It is not that I have no sense of humour, I find many things funny, but it takes a lot to make me laugh out loud. Etsy therefore, surprised me when one of it’s e-mail updates featured a t-shirt which made me outwardly chortle. The t-shirt read “More issues than Vogue”. Everyone has issues, some more severe than others, and I most certainly have had and still have mental scars. I also possess huge respect for all that Vogue has done for the fashion industry, having read every issue of British Vogue since I was thirteen. Therefore, this t-shirt from PortugueseYour Tee Line had to be mine. It was all the more appropriate I buy this top to challenge the stigma behind mental illness as a friend of mine from school was announced to be one of the first people to receive the ‘Queen’s Young Leaders Award’ for her work in raising awareness of mental health issues amongst students (this is her story).
The morning after I placed my order I received an e-mail explaining that because each tee is handmade, I should expect my item in five working days. The ETA was spot on, five working days after I requested the t-shirt, a parcel flopped onto the floor through my letter box.
My statement shirt had its first airing at the exhibition ‘Wedding Dresses: 1774-2014′ at the Victoria and Albert Museum. A delightful outing we both had too. From the gowns of the past’s unknown to today’s best known icons, viewers are able to share in the beauty and craftsmanship of these special items which sadly in most cases are only worn once. Apparently, white has always been a common colour choice for wedding gowns but it was Queen Victoria who made it truly fashionable colour by wearing a white gown for her wedding. Wandering around the likes of Kate Moss’ dress I realised that my own preference of wedding dresses are those with light draping shirts and sleeveless tops.
Now, I am going to make a confession I rarely make. I have worn a weddings dress. During my Gap Year I took part in what is known as the London Season; yes, I was a debutante. During my year between school and university I was working towards my professional LAMDA acting qualification and one of my research pieces was Brideshead Revisited by Evelyn Waugh.

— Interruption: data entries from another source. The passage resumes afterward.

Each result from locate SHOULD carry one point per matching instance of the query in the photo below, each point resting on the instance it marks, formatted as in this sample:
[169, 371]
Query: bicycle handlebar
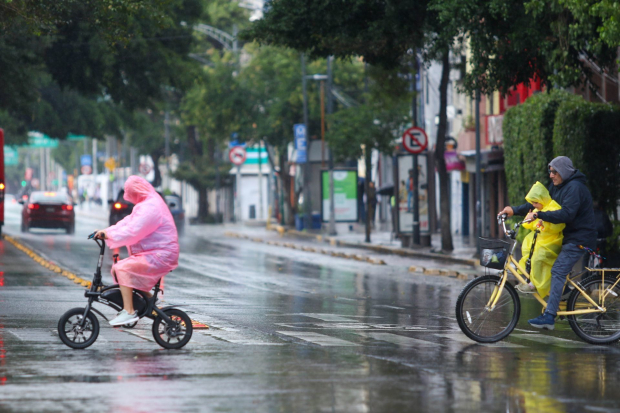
[592, 252]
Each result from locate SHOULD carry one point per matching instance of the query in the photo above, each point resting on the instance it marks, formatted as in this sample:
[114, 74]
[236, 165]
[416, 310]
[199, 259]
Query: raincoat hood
[137, 189]
[538, 193]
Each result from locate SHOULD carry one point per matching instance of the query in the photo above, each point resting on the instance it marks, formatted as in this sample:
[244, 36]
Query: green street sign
[253, 155]
[72, 137]
[40, 140]
[11, 156]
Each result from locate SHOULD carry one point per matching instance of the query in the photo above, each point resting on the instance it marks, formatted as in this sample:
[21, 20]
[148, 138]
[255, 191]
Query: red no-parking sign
[237, 155]
[415, 140]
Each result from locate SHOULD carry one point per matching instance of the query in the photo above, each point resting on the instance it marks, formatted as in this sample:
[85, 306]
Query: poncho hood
[539, 194]
[137, 189]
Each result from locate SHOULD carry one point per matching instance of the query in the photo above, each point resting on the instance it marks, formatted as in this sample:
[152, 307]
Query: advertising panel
[345, 195]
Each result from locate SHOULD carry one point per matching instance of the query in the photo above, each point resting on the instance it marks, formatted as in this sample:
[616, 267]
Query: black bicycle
[78, 328]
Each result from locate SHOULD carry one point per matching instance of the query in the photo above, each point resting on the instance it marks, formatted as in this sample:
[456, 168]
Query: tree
[112, 49]
[214, 109]
[513, 42]
[382, 33]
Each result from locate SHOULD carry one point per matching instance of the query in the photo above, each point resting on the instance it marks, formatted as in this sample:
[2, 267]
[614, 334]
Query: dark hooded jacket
[577, 213]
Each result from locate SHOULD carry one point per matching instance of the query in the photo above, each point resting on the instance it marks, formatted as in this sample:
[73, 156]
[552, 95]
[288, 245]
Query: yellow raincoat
[548, 243]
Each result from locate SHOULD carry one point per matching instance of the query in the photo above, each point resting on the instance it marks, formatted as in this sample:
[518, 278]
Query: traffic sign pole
[415, 141]
[237, 156]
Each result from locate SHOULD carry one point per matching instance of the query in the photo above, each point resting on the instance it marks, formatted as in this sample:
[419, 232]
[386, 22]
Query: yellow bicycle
[488, 308]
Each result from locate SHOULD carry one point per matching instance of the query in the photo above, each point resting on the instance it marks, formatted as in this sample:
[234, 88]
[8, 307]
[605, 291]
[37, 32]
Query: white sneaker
[526, 288]
[124, 318]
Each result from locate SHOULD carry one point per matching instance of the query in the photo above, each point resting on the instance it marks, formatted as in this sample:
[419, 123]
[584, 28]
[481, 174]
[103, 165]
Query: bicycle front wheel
[596, 328]
[480, 322]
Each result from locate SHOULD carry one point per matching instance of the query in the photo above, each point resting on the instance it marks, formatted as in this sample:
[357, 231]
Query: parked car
[175, 204]
[48, 210]
[120, 208]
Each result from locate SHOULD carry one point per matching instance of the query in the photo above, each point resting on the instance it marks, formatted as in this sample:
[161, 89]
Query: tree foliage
[513, 42]
[381, 32]
[559, 123]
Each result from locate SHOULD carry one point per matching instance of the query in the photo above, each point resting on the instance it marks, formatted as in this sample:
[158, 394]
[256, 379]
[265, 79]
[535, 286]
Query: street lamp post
[308, 211]
[322, 79]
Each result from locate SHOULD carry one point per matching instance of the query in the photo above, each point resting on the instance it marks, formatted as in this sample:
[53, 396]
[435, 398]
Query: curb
[378, 248]
[68, 274]
[357, 257]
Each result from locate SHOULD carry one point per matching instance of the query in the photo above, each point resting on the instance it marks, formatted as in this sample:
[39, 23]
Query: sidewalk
[381, 242]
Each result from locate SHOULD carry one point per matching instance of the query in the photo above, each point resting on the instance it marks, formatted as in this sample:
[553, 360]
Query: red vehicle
[48, 210]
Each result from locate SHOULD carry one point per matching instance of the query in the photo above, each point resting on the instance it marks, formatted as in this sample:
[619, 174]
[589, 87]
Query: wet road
[291, 331]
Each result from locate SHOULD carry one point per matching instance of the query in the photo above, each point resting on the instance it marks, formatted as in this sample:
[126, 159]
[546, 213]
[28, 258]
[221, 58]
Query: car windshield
[49, 197]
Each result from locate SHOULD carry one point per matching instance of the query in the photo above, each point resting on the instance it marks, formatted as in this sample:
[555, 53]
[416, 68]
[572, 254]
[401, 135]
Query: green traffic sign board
[41, 140]
[11, 156]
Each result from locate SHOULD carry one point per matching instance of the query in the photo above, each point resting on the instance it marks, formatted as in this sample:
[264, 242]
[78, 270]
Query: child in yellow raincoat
[548, 242]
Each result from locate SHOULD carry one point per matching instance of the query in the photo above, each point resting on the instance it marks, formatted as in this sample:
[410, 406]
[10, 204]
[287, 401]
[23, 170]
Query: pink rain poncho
[149, 234]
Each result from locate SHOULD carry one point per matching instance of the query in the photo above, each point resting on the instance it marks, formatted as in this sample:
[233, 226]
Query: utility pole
[307, 208]
[478, 172]
[416, 204]
[330, 155]
[260, 181]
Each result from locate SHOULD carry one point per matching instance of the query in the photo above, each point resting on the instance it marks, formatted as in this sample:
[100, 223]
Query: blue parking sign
[301, 142]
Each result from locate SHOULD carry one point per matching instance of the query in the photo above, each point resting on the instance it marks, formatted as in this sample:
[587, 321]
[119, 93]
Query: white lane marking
[389, 306]
[402, 341]
[142, 334]
[222, 330]
[526, 331]
[332, 317]
[320, 339]
[554, 341]
[461, 338]
[236, 337]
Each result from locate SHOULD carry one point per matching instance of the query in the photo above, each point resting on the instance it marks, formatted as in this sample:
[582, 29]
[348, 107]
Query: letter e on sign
[415, 140]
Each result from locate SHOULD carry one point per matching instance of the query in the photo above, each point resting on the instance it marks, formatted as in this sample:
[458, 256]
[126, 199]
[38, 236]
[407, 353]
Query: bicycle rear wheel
[596, 328]
[480, 323]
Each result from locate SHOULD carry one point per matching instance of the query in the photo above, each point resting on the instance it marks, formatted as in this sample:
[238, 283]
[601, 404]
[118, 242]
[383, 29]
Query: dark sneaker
[567, 292]
[545, 321]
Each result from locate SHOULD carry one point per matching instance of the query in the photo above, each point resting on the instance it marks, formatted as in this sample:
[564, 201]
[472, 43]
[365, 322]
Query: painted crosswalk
[320, 339]
[339, 331]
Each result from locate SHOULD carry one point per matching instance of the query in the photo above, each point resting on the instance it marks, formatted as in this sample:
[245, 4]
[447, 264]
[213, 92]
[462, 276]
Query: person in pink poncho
[150, 235]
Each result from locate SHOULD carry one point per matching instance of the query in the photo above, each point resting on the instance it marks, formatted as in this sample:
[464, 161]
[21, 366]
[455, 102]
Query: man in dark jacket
[568, 189]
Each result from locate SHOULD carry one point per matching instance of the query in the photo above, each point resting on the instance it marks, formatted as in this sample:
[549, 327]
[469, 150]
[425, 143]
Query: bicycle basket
[493, 253]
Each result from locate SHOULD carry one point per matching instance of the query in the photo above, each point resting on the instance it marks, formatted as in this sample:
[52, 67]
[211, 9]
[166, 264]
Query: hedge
[528, 141]
[589, 134]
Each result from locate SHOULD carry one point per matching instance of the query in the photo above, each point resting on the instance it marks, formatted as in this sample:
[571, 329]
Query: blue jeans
[568, 257]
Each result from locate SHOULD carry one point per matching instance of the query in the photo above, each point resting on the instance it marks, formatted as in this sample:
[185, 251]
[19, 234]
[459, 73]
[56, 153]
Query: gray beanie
[564, 166]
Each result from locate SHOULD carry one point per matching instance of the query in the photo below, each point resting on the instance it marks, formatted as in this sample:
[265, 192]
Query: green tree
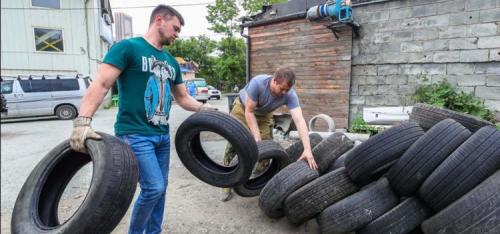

Whilst watching the ITV TV adaptation I was laughing at Julia Flyte’s complaints about the hardship of attending debutante parties and the predicament of finding a suitable man to marry. It was then my dad piped up that I had actually just been asked to join the very same London season. My brother rolled on the floor with laughter, how could his tom boy prone sister be asked to partake in such ladylike activities? To prove him wrong, I asked Dad to accept the invitation. I missed things like the etiquette training because I was travelling but took part in what I think were the best bits such as a charity visit to Macedonia, Queen Charlotte’s Ball and even a Channel 4 documentary called ‘Teens and Tiaras’. It was for Queen Charlotte’s Ball (traditionally the event when girls eligible to be married were presented at court) I was required to wear a wedding gown, on this occasion all debs were leant pieces from the Pronovias collections.
Moving into another world entirely, Mum then took me from the V&A to a warehouse to choose a new sofa for our kitchen before meeting family friends for dinner and to see the enrapturing film ‘The Last September’ at the British Film Institute. As you can read from the account of my day, I needed a cultured and comfortable outfit to get me from showrooms to dining out, my new smooth t-shirt accessorised with a chunky chain necklace purchased during my US road trip from Urban Outfitters fitted the bill of events artistically.